Located in Hokkaido, Northern Japan, the reintroduction of Ironman Japan – on 31 August 2013 – offers a scenic and challenging race that will start and finish in the town of Toyako Onsen (Lake Toya Hot Spring Town).
The return of full distance Ironman racing in Japan is likely to be well received by athletes across Asia Pacific and beyond. Back in 2010, an outbreak of foot-and-mouth disease in the southern islands of Japan forced the cancellation of the 2010 Ironman Japan event in Goto-Fukue, Nagasaki. Prior to these challenges experienced on the ground, the event had proven popular, with entries to the tenth anniversary Ironman Japan in 2010 sold out well ahead of race day.
Geoff Meyer, CEO OF Ironman Asia-Pacific is delighted to see the return of Ironman Japan in a country that has a long history of endurance sports and Ironman racing.
“After a three-year hiatus, it’s fantastic to be back,” said Meyer. “The new location promises a spectacular race experience. The venue in Hokkaido is going to offer something very different to athletes looking for a destination race. The stand out attraction is the bike course where over the course of the 180km athletes will have multiple views of the imposing Mt. Yotei.”
The scene is set for an inspiring race starting from the crystal clean waters of Lake Toya, a caldera lake measuring 43km around in the Shikotsu-Toya National Park. The swim will be wetsuit legal, but not uncomfortably cold with water temperatures between 22 and 24 degrees Celsius. A ‘lollypop bike course’ will take athletes around the lake and out onto an 110km loop before retracing back to T2.
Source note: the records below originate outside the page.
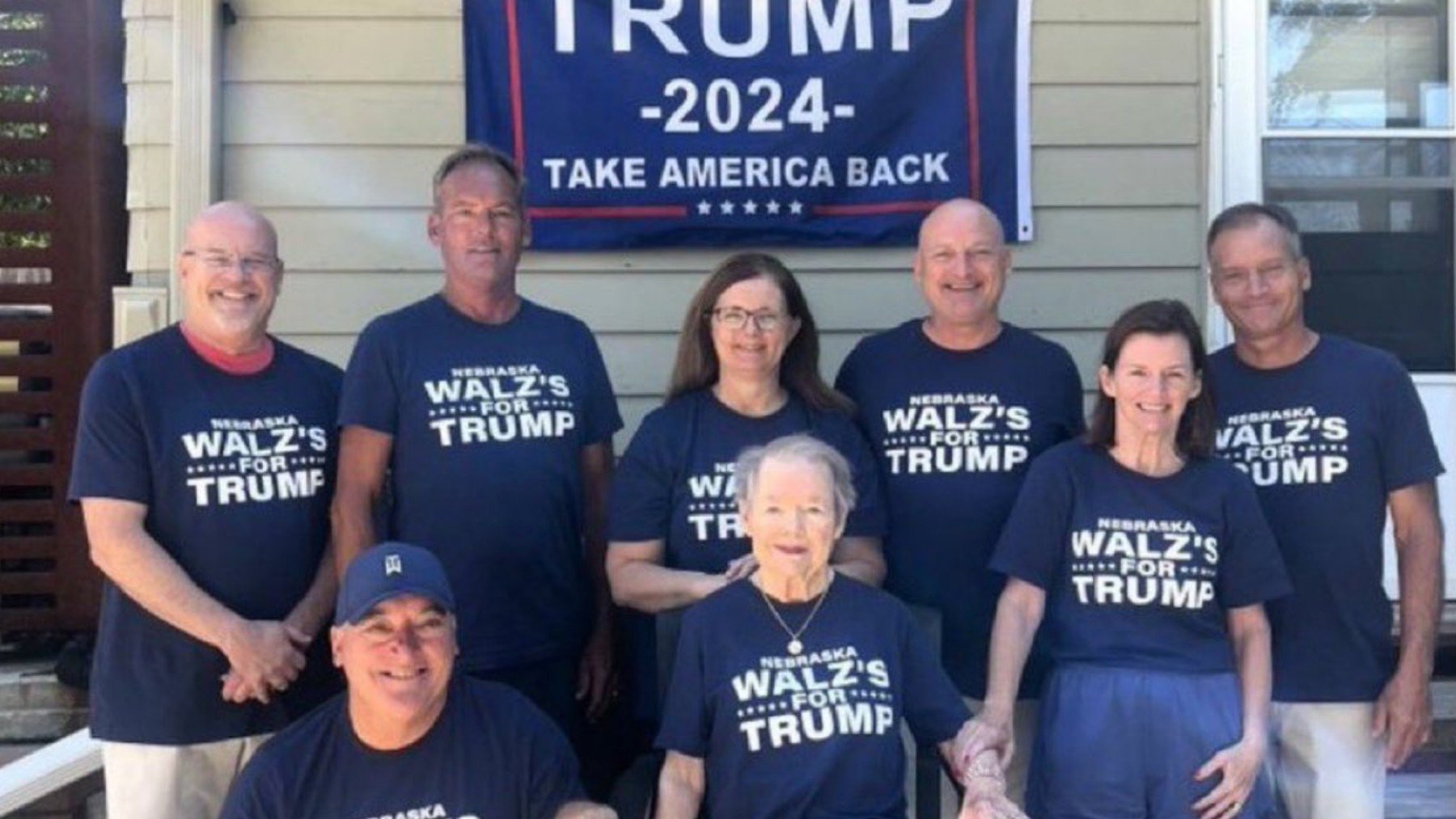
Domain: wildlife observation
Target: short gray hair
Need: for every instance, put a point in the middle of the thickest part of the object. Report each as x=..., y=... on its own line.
x=480, y=153
x=800, y=449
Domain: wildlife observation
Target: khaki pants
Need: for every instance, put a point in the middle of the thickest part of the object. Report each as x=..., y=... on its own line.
x=1026, y=729
x=172, y=782
x=1324, y=761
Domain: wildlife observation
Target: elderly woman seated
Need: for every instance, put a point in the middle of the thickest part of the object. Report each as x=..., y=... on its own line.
x=789, y=686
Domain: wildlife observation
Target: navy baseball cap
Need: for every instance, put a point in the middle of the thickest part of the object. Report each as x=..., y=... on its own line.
x=389, y=571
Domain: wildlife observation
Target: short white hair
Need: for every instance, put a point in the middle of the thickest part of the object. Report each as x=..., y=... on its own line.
x=804, y=450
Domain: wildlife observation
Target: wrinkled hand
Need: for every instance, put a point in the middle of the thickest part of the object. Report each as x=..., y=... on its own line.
x=1403, y=715
x=977, y=737
x=596, y=677
x=986, y=790
x=265, y=656
x=1239, y=768
x=740, y=568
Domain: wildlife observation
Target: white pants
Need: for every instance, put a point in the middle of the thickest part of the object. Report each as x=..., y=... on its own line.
x=172, y=782
x=1324, y=761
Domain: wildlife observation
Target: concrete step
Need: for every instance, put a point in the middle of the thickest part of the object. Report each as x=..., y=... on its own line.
x=34, y=706
x=1443, y=716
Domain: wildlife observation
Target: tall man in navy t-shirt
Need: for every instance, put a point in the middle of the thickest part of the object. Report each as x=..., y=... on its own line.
x=1334, y=435
x=203, y=467
x=493, y=418
x=955, y=406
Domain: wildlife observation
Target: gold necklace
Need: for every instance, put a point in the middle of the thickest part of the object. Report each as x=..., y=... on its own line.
x=795, y=646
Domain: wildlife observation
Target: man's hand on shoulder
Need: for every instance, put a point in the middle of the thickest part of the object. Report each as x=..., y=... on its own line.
x=586, y=811
x=265, y=656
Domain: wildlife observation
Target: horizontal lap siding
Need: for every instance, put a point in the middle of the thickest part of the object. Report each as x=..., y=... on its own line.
x=336, y=111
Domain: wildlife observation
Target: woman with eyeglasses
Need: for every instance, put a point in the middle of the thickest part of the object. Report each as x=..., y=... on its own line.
x=746, y=373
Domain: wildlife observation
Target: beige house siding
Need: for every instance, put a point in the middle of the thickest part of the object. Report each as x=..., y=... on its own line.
x=335, y=112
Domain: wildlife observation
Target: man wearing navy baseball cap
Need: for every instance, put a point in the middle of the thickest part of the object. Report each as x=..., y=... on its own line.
x=408, y=737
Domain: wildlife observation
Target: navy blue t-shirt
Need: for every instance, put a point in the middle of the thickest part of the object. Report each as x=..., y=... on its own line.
x=676, y=482
x=1139, y=571
x=808, y=735
x=954, y=433
x=236, y=473
x=485, y=471
x=489, y=754
x=1325, y=441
Rural farmland, forests, mountains and white smoke emitting from the imposing Mt. Usu volcano will provide athletes a memorable experience that encompasses a little of everything with rolling hills, three main climbs (maximum elevation 340m) and long straight flats. On the run, a predominantly flat two-loop course will take athletes along the mostly tree lined foreshore of Lake Toya.
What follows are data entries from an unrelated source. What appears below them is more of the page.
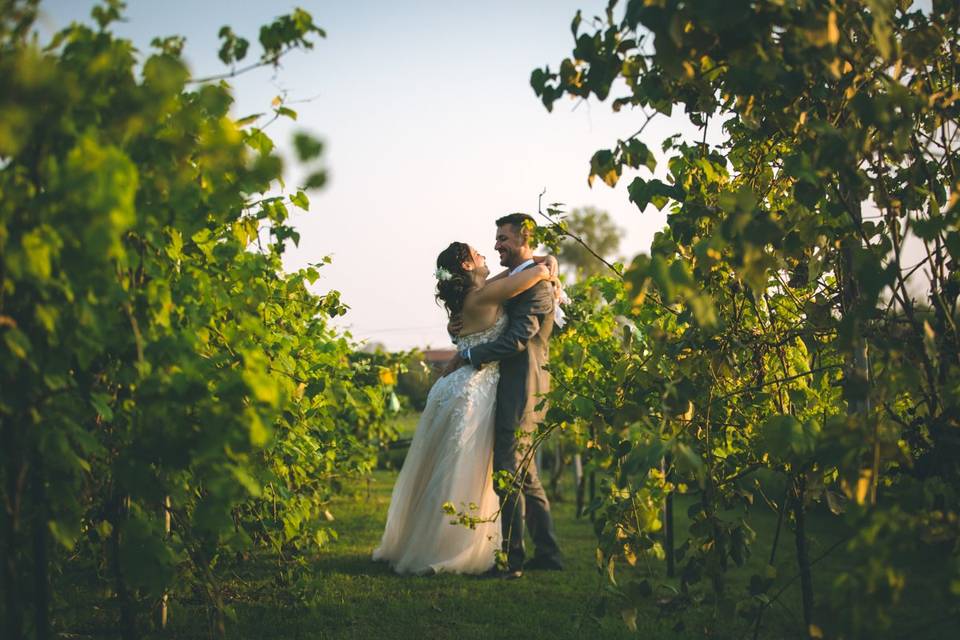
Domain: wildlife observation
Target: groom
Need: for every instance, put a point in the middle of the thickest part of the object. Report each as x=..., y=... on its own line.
x=522, y=351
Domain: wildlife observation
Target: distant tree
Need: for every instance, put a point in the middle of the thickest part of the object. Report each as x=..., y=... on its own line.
x=597, y=229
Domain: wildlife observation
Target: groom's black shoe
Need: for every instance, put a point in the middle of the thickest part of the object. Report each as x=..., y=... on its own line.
x=544, y=563
x=504, y=574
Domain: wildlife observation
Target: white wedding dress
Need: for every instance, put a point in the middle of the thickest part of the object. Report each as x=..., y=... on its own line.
x=450, y=460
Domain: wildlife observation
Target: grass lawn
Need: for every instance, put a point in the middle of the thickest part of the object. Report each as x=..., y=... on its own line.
x=353, y=597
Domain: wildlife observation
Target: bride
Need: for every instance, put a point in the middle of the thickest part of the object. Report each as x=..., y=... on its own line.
x=451, y=456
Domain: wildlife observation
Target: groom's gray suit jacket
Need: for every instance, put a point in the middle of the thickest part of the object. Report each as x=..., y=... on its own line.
x=522, y=350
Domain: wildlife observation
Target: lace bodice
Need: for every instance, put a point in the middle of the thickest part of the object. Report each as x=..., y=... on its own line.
x=479, y=337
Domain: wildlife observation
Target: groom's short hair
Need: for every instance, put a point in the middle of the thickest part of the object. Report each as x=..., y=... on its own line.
x=519, y=221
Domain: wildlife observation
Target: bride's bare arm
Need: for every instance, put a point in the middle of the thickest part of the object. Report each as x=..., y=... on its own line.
x=499, y=291
x=550, y=262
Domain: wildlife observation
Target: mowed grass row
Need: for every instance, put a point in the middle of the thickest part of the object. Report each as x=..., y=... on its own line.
x=350, y=596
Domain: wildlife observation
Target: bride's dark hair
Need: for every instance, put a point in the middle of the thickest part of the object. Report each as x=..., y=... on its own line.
x=453, y=291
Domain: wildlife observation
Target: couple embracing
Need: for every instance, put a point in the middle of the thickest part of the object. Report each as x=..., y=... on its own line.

Post race, Lake Toya offers a variety of tourist activities including the Usuzan Crater Observation Deck against the back drop of Mt Yotei and the hot springs in and around Toyako Onsen, which have been a tourist hot spot for almost 100 hundred years.
Off course athletes can aid their post-race recovery at the Onsen (Hot Springs), well known for their recuperative powers that will most certainly help to relieve any race day aches and pains.
For international athletes there are a variety of daily flights and airlines flying from Tokyo (1.5 hours by air) and Osaka (2.5 hours by air) to Sapporo, the main airport in Hokkaido. From Hokkaido it takes two hours by ground transportation to Toya.
This latest event is one of 30 in the global Ironman Series. Offering 50 age group qualifying slots, Ironman Japan will be the first qualifier for the 2014 Ironman World Championships, scheduled for 11 October 2014, in Kailua-Kona, Hawai`i. Professional athletes will be competing for a prize purse of US$25,000.